Pedro
V e dona Estefânia
«(…)
Naquele movimento de fuga, a atitude do rei foi precisamente a oposta: correu
para o centro do furacão. Concentrou esforços na erradicação das epidemias,
desviou fundos para os hospitais, para apoio a famílias destruídas, e acorreu
em pessoa aos focos de doença, visitando os corredores hospitalares e salas
febris, esperando lado a lado com parentes e falando às vítimas, sentado à
cabeceira das camas, por muito que os conselheiros lhe pedissem que se resguardasse
e por tudo evitasse o seu próprio contágio. Mais do que a concentração de
esforços financeiros e logísticos na recuperação do quadro clínico do país e no
apoio às populações mais afectadas, foi aquela atitude do rei que salvou o
país. Primeiro entre iguais, verdadeira sentença de morte à figura do monarca
absoluto. Figura forte e serena, porém próxima, no coração dos cenários da
desolação. O povo deu em chamá-lo Rei
Santo e encontrou nele o amparo para se levantar quando as epidemias
estavam controladas e os mortos sepultados.
Não
admira, pois, que fosse uma espécie de projecto nacional encontrar uma rainha
para Pedro V. Uma mulher à altura dum rei belo, elegante, educado e com aquela
qualidade humana.
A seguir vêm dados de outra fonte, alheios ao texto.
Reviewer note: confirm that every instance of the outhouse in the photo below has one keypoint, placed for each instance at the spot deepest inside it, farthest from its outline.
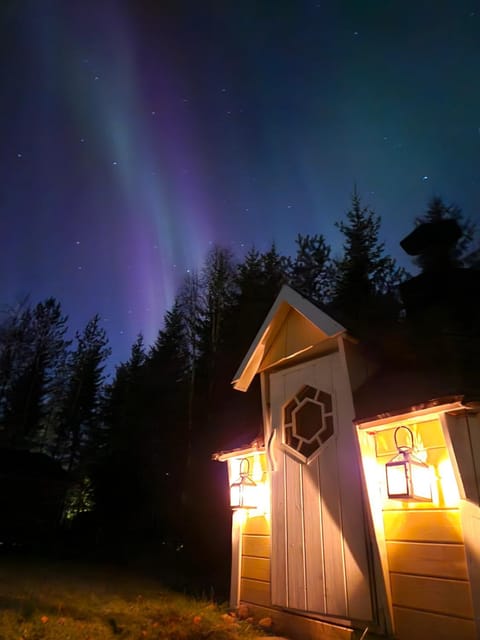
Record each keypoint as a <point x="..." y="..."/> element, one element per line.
<point x="356" y="512"/>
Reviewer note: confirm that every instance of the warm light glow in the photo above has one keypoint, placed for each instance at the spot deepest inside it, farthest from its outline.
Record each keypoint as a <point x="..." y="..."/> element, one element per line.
<point x="408" y="478"/>
<point x="243" y="492"/>
<point x="397" y="481"/>
<point x="448" y="483"/>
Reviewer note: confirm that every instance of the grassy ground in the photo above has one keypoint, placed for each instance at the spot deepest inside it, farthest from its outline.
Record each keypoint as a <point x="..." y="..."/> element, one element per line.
<point x="57" y="601"/>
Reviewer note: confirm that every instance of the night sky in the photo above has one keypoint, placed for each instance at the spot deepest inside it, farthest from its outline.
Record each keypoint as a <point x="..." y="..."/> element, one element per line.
<point x="137" y="134"/>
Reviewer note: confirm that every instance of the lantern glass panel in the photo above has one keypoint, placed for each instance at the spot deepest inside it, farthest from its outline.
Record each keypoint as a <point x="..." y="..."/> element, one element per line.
<point x="421" y="486"/>
<point x="397" y="480"/>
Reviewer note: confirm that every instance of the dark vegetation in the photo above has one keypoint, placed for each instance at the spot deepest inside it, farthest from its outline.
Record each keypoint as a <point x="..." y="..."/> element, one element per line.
<point x="121" y="470"/>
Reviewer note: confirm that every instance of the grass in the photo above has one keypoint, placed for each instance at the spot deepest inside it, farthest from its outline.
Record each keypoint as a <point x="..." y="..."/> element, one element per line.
<point x="57" y="601"/>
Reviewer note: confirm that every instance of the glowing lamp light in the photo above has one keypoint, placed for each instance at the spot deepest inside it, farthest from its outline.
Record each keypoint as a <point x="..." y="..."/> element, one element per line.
<point x="243" y="492"/>
<point x="408" y="478"/>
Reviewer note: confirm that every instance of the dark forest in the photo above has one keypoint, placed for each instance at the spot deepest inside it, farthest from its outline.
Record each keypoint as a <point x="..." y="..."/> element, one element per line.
<point x="121" y="469"/>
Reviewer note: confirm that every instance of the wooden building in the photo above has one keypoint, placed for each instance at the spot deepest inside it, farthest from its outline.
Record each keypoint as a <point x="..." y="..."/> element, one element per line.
<point x="325" y="551"/>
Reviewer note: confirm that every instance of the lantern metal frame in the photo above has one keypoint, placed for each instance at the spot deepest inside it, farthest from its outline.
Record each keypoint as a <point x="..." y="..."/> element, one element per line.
<point x="413" y="472"/>
<point x="243" y="487"/>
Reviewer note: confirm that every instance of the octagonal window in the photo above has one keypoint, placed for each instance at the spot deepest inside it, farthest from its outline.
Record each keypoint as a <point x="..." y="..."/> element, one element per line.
<point x="307" y="422"/>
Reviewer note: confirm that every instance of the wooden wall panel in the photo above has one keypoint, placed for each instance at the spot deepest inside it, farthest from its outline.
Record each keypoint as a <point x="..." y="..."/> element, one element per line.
<point x="421" y="625"/>
<point x="314" y="549"/>
<point x="255" y="591"/>
<point x="257" y="525"/>
<point x="435" y="525"/>
<point x="295" y="545"/>
<point x="440" y="560"/>
<point x="256" y="568"/>
<point x="257" y="546"/>
<point x="448" y="597"/>
<point x="332" y="533"/>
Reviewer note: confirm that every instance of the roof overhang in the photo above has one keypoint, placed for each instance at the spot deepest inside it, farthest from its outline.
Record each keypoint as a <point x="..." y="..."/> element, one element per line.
<point x="323" y="326"/>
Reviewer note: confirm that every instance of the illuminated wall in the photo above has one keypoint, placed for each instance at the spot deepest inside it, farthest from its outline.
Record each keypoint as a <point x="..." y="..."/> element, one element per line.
<point x="421" y="543"/>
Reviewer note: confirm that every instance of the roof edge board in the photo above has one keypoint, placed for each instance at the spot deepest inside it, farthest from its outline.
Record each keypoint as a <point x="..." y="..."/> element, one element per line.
<point x="286" y="299"/>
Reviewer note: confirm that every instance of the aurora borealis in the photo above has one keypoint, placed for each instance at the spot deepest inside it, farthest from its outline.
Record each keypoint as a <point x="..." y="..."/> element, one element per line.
<point x="136" y="134"/>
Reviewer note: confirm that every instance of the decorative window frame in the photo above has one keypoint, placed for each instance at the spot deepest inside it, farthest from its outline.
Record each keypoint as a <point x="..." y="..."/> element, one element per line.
<point x="299" y="437"/>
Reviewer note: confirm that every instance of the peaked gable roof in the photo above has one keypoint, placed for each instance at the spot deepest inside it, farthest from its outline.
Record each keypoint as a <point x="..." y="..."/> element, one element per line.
<point x="289" y="307"/>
Não faltaram nomes atirados à praça. Especulações e rumores,
listas de candidatas lançadas à mesa da corte, comentadas e acrescentadas um
pouco por todo o império. Nos corredores diplomáticos das casas reais
europeias, jogavam-se os tabuleiros de alianças e influências: procurava-se noiva
para o rei de Portugal. Espanha tentava uni-lo à princesa das Astúrias, filha
da rainha Isabel II. A Bélgica acenava com a filha do rei Leopoldo I, a
princesa Carlota, mas ela parecia pouco interessada pela conjectura. Acabaria
por se tornar noiva de Maximiliano, efémero imperador do México, arrastando-se,
após a morte daquele, como figura bela e trágica, ao longo de 60 penosos anos.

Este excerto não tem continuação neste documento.